Why are we getting spam on Viber and WhatsApp as Gaeilge?

29 Jul 2015

Have you received spam messages on Viber and WhatsApp this month? If you have, you’re not alone, as these messages are everywhere. Some, even, are in Irish.

Not the most sophisticated attack around, these messaging annoyances are becoming more and more common. That’s because modern communications technology is so easy to use, and dupe.

What’s happening, by and large, is this: some spammer wants you to click on a dodgy link, so he or she creates a group with huge numbers of people in it.

The message is sent to all, the spammer exits the group, and you’re left with a dodgy deal for not-at-all Ray-Ban sunglasses, or a way to make money quick.

For anyone who has received these messages, you can tell how it’s done by looking at the group you have been added to.

WhatsApp spam

Often you can see it’s just a stream of people you don’t know, but who have a similar phone number to yours. It’s also originating from a number with +86, +91 or +13 at the start of it, with a significant spike in cases over the past two weeks catching the eye.

“The WhatsApp messages – when we first blogged about it, there actually was a way that you could block the senders,” says Cathal McDaid, part of Adaptivemobile’s malware spotting team.

Adding you to a group is a new tactic, though, because WhatsApp made changes. “It’s an arms race,” he says.

McDaid thinks it’s the same group behind both the attacks. The links go to the same place, the messages are almost identical, and the process is the same.
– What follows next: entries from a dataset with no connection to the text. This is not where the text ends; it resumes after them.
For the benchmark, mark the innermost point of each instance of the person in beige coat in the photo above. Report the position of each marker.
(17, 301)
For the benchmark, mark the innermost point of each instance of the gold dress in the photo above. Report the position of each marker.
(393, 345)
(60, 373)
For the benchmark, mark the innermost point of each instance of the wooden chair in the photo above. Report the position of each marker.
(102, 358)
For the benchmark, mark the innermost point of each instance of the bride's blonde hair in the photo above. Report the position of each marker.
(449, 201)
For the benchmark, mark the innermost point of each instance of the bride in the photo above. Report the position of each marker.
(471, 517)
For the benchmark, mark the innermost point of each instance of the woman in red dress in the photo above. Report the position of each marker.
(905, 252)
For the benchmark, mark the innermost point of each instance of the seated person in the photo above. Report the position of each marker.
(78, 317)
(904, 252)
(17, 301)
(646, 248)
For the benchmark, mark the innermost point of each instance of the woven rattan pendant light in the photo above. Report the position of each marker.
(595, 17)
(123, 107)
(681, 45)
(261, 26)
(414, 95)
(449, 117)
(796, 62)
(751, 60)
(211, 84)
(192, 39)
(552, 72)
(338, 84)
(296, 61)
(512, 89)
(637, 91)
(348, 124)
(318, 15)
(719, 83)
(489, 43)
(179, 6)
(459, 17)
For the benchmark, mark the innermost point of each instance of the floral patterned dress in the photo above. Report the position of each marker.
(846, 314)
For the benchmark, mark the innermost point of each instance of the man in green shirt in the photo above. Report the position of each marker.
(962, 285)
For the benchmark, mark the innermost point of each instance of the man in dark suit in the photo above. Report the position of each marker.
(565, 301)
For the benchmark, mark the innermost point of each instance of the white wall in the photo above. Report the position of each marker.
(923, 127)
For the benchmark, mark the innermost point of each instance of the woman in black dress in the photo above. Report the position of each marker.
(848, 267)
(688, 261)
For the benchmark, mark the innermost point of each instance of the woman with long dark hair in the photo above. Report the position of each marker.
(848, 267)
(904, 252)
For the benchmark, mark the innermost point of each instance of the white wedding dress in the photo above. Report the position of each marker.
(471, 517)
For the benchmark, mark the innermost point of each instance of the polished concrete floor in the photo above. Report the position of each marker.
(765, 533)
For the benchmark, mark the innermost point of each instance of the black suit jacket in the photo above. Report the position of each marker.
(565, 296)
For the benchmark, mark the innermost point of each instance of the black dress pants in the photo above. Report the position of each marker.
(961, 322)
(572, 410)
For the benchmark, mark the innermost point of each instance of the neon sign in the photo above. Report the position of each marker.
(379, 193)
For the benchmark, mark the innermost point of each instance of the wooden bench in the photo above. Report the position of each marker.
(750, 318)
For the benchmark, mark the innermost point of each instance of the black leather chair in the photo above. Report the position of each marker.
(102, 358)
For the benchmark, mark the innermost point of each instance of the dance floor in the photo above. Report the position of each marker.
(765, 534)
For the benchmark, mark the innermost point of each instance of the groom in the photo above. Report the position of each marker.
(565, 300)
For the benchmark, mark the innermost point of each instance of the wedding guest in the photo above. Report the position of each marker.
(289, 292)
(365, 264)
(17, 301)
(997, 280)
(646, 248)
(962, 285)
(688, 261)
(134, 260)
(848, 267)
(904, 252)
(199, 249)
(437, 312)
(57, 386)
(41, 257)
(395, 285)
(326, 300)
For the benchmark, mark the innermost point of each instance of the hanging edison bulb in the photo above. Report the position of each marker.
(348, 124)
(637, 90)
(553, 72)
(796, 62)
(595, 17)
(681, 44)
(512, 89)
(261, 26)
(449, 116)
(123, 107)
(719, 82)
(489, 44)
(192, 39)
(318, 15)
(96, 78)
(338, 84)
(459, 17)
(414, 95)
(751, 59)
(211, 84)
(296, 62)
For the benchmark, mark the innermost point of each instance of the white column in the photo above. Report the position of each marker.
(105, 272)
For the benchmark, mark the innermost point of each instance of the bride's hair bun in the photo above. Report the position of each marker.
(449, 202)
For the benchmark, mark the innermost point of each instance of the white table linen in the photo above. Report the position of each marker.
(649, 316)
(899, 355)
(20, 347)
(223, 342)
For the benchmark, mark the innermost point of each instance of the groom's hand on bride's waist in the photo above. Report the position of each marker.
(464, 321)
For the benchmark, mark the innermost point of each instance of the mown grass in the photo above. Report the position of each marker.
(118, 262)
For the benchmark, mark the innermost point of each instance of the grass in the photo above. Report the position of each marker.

“We see other attacks that are very localised and targeted. They get better conversion rates for the spammers,” says McDaid, “but this is just sending en masse. You can be sure if it’s in Italy, they will get it in Italian. It’s all about numbers.”

Viber spam

The conversion rate of people clicking through to the links is probably incredibly low, with McDaid suggesting it would be one in every ten thousand, perhaps, but there are ways to try and increase that rate.

Social engineering is the main one. The attempt at social engineering in Ireland, however, was doomed from the get go.

The spammers basically tried localising their countrywide attacks. For Ireland, they thought ‘what better way to get victims than by speaking to the Irish in their own language’.

Viber spam

In theory, this may have seemed clever, but, in execution, they basically sent a message that not all of us could understand. The message, too, wasn’t perfect.

“No, if you take the Irish that’s in the messages and put it into Google Translate you will see that is basically what they did,” explains McDaid.

So what can be done? Well, nothing really. Don’t click on links you are unsure of. Don’t engage at all with these types of things.

“You could maybe report it to WhatsApp or Viber,” suggests McDaid, but this is a situation that will probably just keep evolving and reoccurring.